Methodology in Goodness of Fit
I do goodness of fit, developing testing methods and associated large sample theory largely with Michael Stephens, Federico O'Reilly, Alberto Contreras Cristan, and a number of former students. Ted Anderson is at left.
Directional data
I have written a number of papers on directional data with Michael Stephens and Peter Guttorp. With Michael I wrote about goodness-of-fit for the von~Mises distribution and worked with a student on von~Mises mixtures. With Peter I worked on direction finding for downed aircraft. That paper does Bayesian analysis of the problem of finding and object on the basis of bearings taken with von~Mises distributed errors. It also considers ``outlier'' detection in a directional context. Michael's PhD supervisor, Geoff Watson, is pictured at left.
Large Sample Theory
I like to work on large sample theory with what I think of as clean, simple conditions. Peter Guttorp and I did this sort of thing in work on inference in irregularly sampled random walks. That work was motivated by a paper I wrote applying the local central limit theorem to prove that on an explosive trajectory of a Bienaymé-Galton-Watson only the mean, variance and perhaps one other arithmetic parameter admit consistent estimates.
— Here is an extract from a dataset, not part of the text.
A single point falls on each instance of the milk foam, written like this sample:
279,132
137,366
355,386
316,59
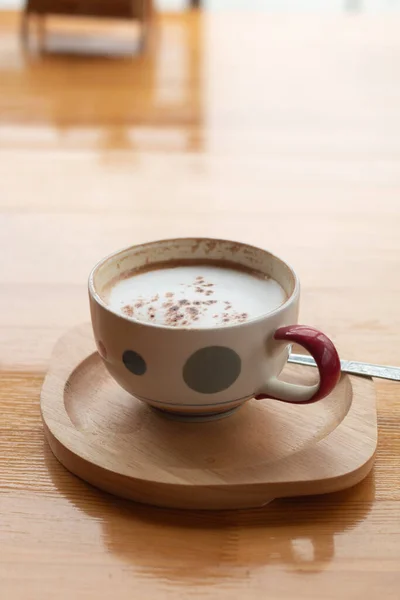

Then Peter and I worked on the large sample behaviour of quadratic forms in uniform order statistics. That grew out of work on Q-Q plots some of which I did with Graham McLaren. Recently I proved a conditional limit theorem for empirical distribution functionl tests. At left is Sir Francis Galton.
Applied papers
I have a paper with Peter Guttorp about finding downed aircraft, work with Chandanie Perera on thermoluminescence dating, early work with (or really for -- I was a summer student at the time having just finished my BSc) Jim Zidek on traffic loading on the Lion's Gate Bridge.